At its core, the strategy blends three tracks: technical intrusion, human compromise, and legal exploitation of openness. Cyber intrusions get blueprints and prototypes, human compromise harvests know-how, and legal pathways like joint ventures or research collaborations provide cover for technology transfer. Each track reinforces the others, creating redundancy that makes disruption difficult.
Lyons explains how recruitment is central to the human track: researchers, engineers, and technicians are often targeted through grants, consulting offers, or academic ties. These approaches look legitimate on paper, so organizations can lose sensitive information without obvious malfeasance. Employee vetting and awareness become critical because the threat is social as much as it is technical.
On the cyber side, attackers go beyond mass phishing and deploy persistent, tailored intrusions that aim for data exfiltration rather than immediate disruption. They embed tools, create covert channels, and wait for the right file versions or trade secrets to emerge. A one-time breach rarely delivers maximum value; sustained access does.
Legal and commercial instruments provide the third vector: shell companies, talent programs, and forced joint ventures serve as legit-looking highways for technology. Through these mechanisms, intellectual property is often transferred under contractual pretenses that complicate later recovery. Organizations can be blindsided by contracts or investment deals that include transfer clauses used for extraction.
Lyons stresses that attribution matters because it changes the response calculus; state-directed campaigns require different solutions than criminal-for-profit theft. Pinpointing who benefits and how the stolen IP is used allows defenders to prioritize protections and pursue legal or diplomatic remedies. Clarity on intent also helps companies justify defensive steps to partners and customers.

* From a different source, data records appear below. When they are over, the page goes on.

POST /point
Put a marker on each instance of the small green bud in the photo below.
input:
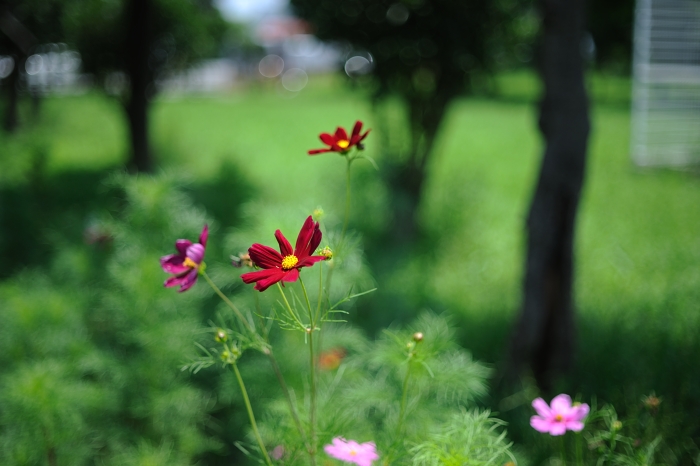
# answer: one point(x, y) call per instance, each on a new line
point(220, 335)
point(327, 253)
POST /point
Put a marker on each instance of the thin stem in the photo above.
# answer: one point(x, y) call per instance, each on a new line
point(288, 395)
point(562, 446)
point(250, 415)
point(312, 366)
point(404, 397)
point(228, 302)
point(280, 376)
point(320, 291)
point(289, 308)
point(347, 199)
point(579, 452)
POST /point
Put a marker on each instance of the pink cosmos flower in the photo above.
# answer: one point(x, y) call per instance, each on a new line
point(186, 263)
point(361, 454)
point(559, 417)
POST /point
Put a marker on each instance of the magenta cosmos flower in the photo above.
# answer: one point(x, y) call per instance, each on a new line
point(186, 263)
point(340, 142)
point(284, 266)
point(350, 451)
point(559, 417)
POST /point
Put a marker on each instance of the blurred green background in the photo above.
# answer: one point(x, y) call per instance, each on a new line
point(91, 345)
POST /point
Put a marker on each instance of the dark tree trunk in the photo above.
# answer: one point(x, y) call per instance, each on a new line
point(139, 17)
point(11, 120)
point(545, 334)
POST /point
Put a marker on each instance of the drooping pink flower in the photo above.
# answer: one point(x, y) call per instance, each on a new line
point(559, 417)
point(362, 454)
point(186, 263)
point(284, 266)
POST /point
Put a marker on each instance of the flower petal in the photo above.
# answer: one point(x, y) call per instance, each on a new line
point(291, 275)
point(263, 278)
point(540, 424)
point(196, 253)
point(173, 264)
point(315, 239)
point(364, 136)
point(579, 412)
point(341, 134)
point(301, 249)
point(250, 277)
point(561, 404)
point(264, 256)
point(285, 247)
point(204, 235)
point(189, 280)
point(309, 261)
point(557, 428)
point(576, 426)
point(542, 408)
point(181, 245)
point(175, 281)
point(327, 139)
point(357, 128)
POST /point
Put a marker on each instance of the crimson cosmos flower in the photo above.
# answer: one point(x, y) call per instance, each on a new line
point(340, 142)
point(284, 267)
point(185, 265)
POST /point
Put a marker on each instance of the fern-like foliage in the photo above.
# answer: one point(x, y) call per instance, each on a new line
point(468, 438)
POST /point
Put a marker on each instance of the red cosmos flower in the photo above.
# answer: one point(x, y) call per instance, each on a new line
point(284, 267)
point(340, 142)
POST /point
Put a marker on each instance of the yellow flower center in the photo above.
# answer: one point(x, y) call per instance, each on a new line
point(289, 262)
point(190, 263)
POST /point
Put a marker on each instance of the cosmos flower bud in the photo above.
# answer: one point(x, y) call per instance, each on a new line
point(327, 253)
point(220, 336)
point(242, 260)
point(651, 402)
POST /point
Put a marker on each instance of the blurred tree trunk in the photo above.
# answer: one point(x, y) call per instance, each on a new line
point(138, 45)
point(545, 334)
point(11, 120)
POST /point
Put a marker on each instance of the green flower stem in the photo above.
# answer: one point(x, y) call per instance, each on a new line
point(320, 291)
point(404, 397)
point(249, 408)
point(562, 446)
point(289, 308)
point(268, 353)
point(312, 366)
point(579, 452)
point(347, 198)
point(280, 379)
point(312, 410)
point(228, 303)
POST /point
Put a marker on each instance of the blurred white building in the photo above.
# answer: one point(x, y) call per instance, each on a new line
point(666, 89)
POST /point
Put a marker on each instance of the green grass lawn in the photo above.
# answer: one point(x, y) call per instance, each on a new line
point(638, 238)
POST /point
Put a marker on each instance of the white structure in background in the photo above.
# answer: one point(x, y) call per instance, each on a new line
point(54, 68)
point(666, 88)
point(216, 75)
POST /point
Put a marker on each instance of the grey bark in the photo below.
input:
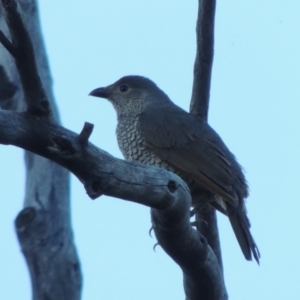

Mitigation starts with mapping what matters: identify crown-jewel IP, where it resides, and who has access. That mapping enables focused controls instead of broad, expensive lockdowns that slow innovation. It also helps prioritize monitoring so defenders can notice early signs of coordinated extraction rather than treating incidents as one-offs.
Operationally, Lyons recommends blending counterintelligence measures into normal enterprise processes—tighten contractual language, limit broad data sharing, and enforce strict segmentation between research groups. Pair those measures with robust network detection tuned to long-term, low-noise exfiltration patterns. People and tech have to work together; neither alone stops a sophisticated campaign.
Public-private coordination is a recurring theme because many targets are civilian institutions that lack national-level intelligence resources. Sharing indicators, threat behavior, and legal approaches allows firms to see patterns faster and avoid repeating mistakes. Lyons notes that timely information flow changes the defender’s window of advantage.
Finally, resilience matters: slow down the pathways of theft by adding friction where possible and make stolen data less useful through encryption and compartmentalization. When combined with smarter hiring practices and contract scrutiny, these steps make extraction costlier and less reliable. Increasing the cost and risk of theft is the most practical way to reduce successful intellectual property losses.